Cada día se desecha 20 por ciento de los tomates expuestos en los comercios argentinos, porque los consumidores los descartan por su mal aspecto.
Un equipo de cuatro investigadores de la Facultad de Agronomía de la Universidad de Buenos Aires (UBA) parece haber descubierto la forma de superar este problema.
«Tradicionalmente se sostuvo que la responsable del ablandamiento de los tomates era sólo una enzima, la poligalacturonasa», explicó Adela Fraschina, integrante del equipo de investigación y docente titular de la cátedra de Bioquímica de la Facultad de Agronomía de la Universidad de Buenos Aires. «Sin embargo, nosotros, desde hace ocho años, pensamos que hay otras enzimas, tan o más importantes que ésa, que activan el ablandamiento», añadió Fraschina.
Proyecto
En el proyecto que dirige desde 1995 esta investigadora tuvo especial relevancia el estudio de la hormona conocida como etileno.
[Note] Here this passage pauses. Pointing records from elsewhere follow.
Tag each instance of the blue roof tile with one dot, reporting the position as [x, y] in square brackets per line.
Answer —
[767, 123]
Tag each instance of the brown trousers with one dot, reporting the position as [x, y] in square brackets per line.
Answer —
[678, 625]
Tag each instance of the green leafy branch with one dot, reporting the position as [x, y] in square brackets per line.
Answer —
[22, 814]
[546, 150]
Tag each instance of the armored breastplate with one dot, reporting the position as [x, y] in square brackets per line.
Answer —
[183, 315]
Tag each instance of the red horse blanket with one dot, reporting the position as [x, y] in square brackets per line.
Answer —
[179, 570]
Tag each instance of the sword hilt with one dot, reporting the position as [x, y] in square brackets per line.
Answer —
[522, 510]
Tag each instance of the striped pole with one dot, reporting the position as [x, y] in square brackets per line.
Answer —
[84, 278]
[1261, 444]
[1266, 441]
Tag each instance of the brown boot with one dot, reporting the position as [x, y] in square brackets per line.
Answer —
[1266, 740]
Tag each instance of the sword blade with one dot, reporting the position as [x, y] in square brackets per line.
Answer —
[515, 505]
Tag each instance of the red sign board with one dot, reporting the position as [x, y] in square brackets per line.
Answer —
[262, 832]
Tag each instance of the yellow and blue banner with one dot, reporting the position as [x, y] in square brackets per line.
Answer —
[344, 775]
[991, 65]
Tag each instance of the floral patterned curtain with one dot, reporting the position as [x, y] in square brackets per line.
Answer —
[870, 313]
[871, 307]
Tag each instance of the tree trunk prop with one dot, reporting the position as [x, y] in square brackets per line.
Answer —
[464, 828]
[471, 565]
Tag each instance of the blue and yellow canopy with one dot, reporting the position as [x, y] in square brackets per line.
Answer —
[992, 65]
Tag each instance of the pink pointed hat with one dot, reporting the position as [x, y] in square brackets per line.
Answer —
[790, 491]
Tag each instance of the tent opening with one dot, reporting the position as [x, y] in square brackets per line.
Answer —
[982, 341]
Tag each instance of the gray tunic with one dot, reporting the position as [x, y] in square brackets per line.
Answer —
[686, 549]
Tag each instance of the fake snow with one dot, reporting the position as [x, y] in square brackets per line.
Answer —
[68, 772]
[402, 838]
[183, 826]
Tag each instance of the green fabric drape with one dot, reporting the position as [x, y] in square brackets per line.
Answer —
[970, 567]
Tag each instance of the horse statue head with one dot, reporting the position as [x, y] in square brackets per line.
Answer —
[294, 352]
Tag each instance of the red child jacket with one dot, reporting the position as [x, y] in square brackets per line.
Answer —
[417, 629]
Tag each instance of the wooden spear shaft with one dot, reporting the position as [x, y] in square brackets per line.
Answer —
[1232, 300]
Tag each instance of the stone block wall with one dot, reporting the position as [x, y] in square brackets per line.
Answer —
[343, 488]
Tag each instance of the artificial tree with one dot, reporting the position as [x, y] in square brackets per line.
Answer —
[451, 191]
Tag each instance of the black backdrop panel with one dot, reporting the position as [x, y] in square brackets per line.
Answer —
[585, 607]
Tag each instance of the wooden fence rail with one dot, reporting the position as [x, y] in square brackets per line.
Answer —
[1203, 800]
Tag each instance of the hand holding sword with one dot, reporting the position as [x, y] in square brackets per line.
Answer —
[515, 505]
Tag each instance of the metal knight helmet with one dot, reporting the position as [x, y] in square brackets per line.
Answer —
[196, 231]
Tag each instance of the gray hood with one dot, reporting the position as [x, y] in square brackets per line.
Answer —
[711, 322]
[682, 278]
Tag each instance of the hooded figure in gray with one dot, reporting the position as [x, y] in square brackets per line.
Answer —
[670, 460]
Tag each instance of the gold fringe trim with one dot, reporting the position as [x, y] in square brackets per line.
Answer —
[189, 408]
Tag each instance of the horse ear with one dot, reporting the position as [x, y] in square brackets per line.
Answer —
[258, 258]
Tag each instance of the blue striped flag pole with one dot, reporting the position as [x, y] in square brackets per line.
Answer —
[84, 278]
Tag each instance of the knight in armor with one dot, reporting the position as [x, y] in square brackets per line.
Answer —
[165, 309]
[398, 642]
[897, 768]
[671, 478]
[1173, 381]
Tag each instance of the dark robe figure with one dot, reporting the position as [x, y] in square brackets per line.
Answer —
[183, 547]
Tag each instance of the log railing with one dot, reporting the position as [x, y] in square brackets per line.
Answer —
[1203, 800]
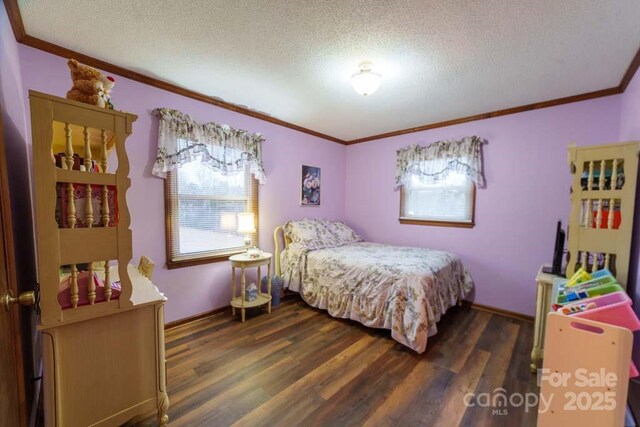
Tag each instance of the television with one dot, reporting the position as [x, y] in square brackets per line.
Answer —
[558, 251]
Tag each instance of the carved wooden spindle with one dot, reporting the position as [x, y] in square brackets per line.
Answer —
[75, 297]
[92, 285]
[105, 191]
[103, 151]
[107, 281]
[68, 152]
[71, 207]
[68, 158]
[105, 206]
[589, 222]
[87, 166]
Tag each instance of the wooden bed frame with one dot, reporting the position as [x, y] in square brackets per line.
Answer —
[279, 237]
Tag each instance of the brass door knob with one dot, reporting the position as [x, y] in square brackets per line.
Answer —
[25, 298]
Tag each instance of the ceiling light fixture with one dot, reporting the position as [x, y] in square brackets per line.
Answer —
[366, 81]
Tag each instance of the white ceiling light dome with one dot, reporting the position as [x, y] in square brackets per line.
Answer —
[366, 81]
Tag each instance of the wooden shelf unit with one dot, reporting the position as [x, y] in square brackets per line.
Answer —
[603, 189]
[104, 358]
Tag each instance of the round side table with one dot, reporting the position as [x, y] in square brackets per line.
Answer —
[242, 261]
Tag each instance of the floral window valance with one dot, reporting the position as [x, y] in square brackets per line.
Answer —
[434, 162]
[182, 140]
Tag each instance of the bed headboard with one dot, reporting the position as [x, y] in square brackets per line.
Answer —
[278, 238]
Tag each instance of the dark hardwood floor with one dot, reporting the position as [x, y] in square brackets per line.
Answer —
[298, 366]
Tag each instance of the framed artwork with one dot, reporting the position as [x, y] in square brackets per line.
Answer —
[310, 186]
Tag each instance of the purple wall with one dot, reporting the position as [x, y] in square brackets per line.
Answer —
[526, 171]
[14, 132]
[194, 290]
[527, 191]
[629, 131]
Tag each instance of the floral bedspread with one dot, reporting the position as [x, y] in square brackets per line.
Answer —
[402, 289]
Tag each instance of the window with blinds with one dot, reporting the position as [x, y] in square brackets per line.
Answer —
[202, 213]
[447, 202]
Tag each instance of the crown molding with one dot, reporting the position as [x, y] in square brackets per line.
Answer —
[535, 106]
[22, 37]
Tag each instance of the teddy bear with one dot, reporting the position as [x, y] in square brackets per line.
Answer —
[89, 85]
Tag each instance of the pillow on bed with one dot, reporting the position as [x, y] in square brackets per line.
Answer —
[342, 233]
[320, 233]
[308, 231]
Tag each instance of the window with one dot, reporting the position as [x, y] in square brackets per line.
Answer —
[449, 202]
[202, 209]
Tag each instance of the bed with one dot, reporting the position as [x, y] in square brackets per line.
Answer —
[405, 290]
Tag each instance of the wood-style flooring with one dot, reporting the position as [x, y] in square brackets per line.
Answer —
[299, 366]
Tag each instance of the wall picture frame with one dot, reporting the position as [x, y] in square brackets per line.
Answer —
[310, 186]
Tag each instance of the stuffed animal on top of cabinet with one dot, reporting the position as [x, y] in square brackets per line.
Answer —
[89, 85]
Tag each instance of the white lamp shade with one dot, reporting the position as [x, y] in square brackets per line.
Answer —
[366, 82]
[228, 221]
[246, 223]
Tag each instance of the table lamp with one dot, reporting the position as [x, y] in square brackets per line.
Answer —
[246, 226]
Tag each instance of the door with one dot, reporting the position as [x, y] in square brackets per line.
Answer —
[13, 408]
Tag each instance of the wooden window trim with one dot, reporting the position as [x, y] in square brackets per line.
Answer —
[430, 222]
[207, 259]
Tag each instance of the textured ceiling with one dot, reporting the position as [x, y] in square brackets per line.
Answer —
[440, 60]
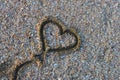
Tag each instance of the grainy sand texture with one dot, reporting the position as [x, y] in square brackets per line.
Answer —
[97, 22]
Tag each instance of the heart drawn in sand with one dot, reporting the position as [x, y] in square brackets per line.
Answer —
[62, 31]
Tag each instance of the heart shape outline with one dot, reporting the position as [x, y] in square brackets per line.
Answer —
[46, 20]
[62, 29]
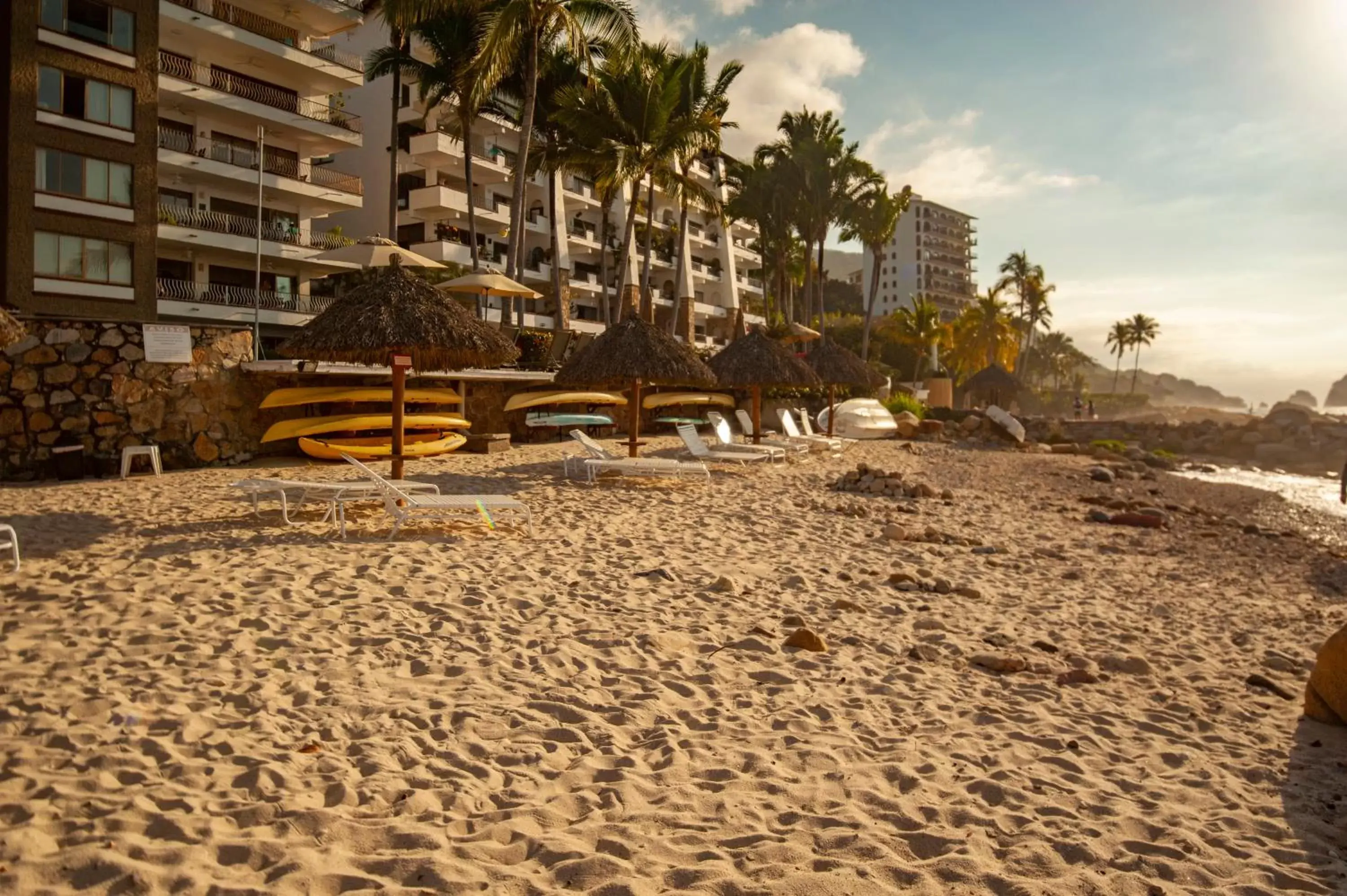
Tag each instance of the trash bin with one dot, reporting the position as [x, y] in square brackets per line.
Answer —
[68, 461]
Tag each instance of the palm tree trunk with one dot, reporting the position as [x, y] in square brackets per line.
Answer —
[650, 248]
[516, 209]
[558, 321]
[624, 258]
[869, 306]
[605, 211]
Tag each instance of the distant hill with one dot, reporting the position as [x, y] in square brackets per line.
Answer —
[1164, 388]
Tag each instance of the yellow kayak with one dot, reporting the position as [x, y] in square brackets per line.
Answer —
[382, 446]
[671, 399]
[357, 422]
[539, 399]
[344, 394]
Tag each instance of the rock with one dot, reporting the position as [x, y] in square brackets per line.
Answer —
[725, 585]
[1077, 677]
[806, 641]
[895, 533]
[1129, 665]
[1000, 662]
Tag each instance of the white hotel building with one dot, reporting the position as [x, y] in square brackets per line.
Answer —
[433, 217]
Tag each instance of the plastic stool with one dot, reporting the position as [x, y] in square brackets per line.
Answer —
[11, 542]
[132, 452]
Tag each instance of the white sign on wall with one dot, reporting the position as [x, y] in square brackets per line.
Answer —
[167, 343]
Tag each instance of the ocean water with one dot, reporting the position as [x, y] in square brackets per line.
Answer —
[1315, 492]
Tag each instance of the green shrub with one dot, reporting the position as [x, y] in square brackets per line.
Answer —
[1110, 445]
[900, 402]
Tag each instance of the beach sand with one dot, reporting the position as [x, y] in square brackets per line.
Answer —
[198, 701]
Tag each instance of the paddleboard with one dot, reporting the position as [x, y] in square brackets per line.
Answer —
[382, 446]
[344, 394]
[669, 399]
[541, 399]
[357, 422]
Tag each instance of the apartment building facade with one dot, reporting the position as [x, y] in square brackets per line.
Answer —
[136, 190]
[433, 201]
[931, 256]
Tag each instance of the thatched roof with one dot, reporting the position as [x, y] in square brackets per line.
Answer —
[10, 329]
[399, 313]
[635, 351]
[759, 360]
[995, 378]
[840, 365]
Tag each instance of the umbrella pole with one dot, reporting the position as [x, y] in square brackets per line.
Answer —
[399, 399]
[757, 415]
[634, 421]
[833, 413]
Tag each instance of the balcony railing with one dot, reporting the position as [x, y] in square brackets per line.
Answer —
[246, 157]
[277, 31]
[239, 225]
[240, 297]
[184, 69]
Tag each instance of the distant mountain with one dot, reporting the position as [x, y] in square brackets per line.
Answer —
[1163, 388]
[1338, 394]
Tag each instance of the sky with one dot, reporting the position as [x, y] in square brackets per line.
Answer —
[1180, 158]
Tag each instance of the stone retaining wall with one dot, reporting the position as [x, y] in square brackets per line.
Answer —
[84, 383]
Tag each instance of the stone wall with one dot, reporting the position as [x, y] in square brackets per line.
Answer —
[83, 383]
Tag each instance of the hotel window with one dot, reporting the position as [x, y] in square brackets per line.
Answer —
[77, 176]
[73, 258]
[85, 99]
[93, 22]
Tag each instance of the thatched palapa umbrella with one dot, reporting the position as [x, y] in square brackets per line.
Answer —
[629, 355]
[10, 329]
[757, 360]
[403, 321]
[838, 365]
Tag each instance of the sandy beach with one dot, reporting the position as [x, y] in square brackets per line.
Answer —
[194, 700]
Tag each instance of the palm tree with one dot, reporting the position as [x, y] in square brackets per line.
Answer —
[708, 101]
[920, 328]
[1118, 343]
[454, 41]
[873, 219]
[516, 34]
[1144, 332]
[985, 333]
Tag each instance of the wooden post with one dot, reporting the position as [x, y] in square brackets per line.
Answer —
[833, 411]
[634, 421]
[757, 415]
[401, 364]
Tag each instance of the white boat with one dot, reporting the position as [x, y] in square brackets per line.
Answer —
[861, 419]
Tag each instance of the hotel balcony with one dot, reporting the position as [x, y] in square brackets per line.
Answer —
[228, 165]
[236, 305]
[235, 233]
[221, 93]
[227, 31]
[440, 150]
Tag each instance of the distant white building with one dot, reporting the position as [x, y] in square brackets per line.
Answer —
[933, 256]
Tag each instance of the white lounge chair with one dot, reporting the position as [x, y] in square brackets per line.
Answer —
[336, 495]
[809, 430]
[817, 442]
[698, 449]
[721, 427]
[747, 423]
[10, 540]
[786, 445]
[601, 460]
[405, 506]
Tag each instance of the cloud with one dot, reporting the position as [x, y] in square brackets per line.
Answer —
[731, 7]
[784, 72]
[659, 22]
[945, 162]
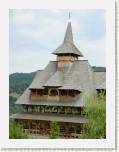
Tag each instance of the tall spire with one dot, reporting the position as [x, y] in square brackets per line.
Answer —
[68, 35]
[68, 47]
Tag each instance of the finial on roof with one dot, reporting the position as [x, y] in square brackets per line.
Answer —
[69, 16]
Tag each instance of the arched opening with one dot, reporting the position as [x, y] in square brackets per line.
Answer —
[53, 92]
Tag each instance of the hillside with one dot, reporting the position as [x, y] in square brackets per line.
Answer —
[18, 82]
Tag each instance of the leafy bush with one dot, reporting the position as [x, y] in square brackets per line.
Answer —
[16, 131]
[54, 130]
[95, 111]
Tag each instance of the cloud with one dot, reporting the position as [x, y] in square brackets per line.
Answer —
[35, 34]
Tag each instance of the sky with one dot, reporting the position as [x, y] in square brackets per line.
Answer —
[35, 34]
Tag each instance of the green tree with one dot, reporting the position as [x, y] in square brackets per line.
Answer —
[54, 130]
[16, 131]
[95, 111]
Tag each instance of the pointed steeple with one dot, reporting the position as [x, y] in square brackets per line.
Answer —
[68, 47]
[68, 35]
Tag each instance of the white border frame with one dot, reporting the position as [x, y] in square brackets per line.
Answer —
[109, 142]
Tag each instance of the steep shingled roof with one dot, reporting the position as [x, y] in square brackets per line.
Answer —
[68, 47]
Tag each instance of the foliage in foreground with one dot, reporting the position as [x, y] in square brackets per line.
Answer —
[95, 111]
[16, 131]
[54, 130]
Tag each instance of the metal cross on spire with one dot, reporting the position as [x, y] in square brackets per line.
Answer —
[69, 16]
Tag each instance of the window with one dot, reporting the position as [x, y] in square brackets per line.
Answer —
[45, 91]
[53, 92]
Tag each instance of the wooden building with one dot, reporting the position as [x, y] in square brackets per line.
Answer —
[58, 93]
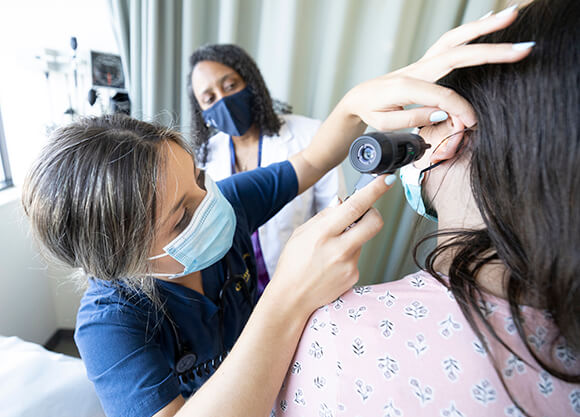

«El etileno es la hormona que regula la síntesis y la activación de las enzimas que intervienen en el proceso de maduración del fruto», explicó la especialista.
La relación entre el etileno, una sustancia que producen en forma endógena los frutos, y el ablandamiento de los productos frutihortícolas ya era conocida.
El etileno es utilizado en su forma gaseosa por los frigoríficos para retardar la maduración, método que se conjuga con otros desarrollos tecnológicos utilizados para la absorción de la hormona durante el proceso de transporte y comercialización de los frutos.
«Nosotros creemos, en cambio, que la calidad del producto final depende más de la aplicación de la tecnología durante el proceso de pre producción y no tanto después de la cosecha», indicó Fraschini.
Es por esto que el grupo de investigadores está ahora abocado al estudio de las técnicas de ingeniería genética que permitan «inhibir la etapa de síntesis del etileno, que cataliza las enzimas que provocan varias reacciones biológicas, como el ablandamiento».
«El objetivo es lograr un tomate con una textura de calidad, porque eso es lo que atrae a los consumidores en el momento de comprar, pero que al abrirlo mantenga su sabor y su aroma y no parezca un tomate de plástico», sostuvo la científica.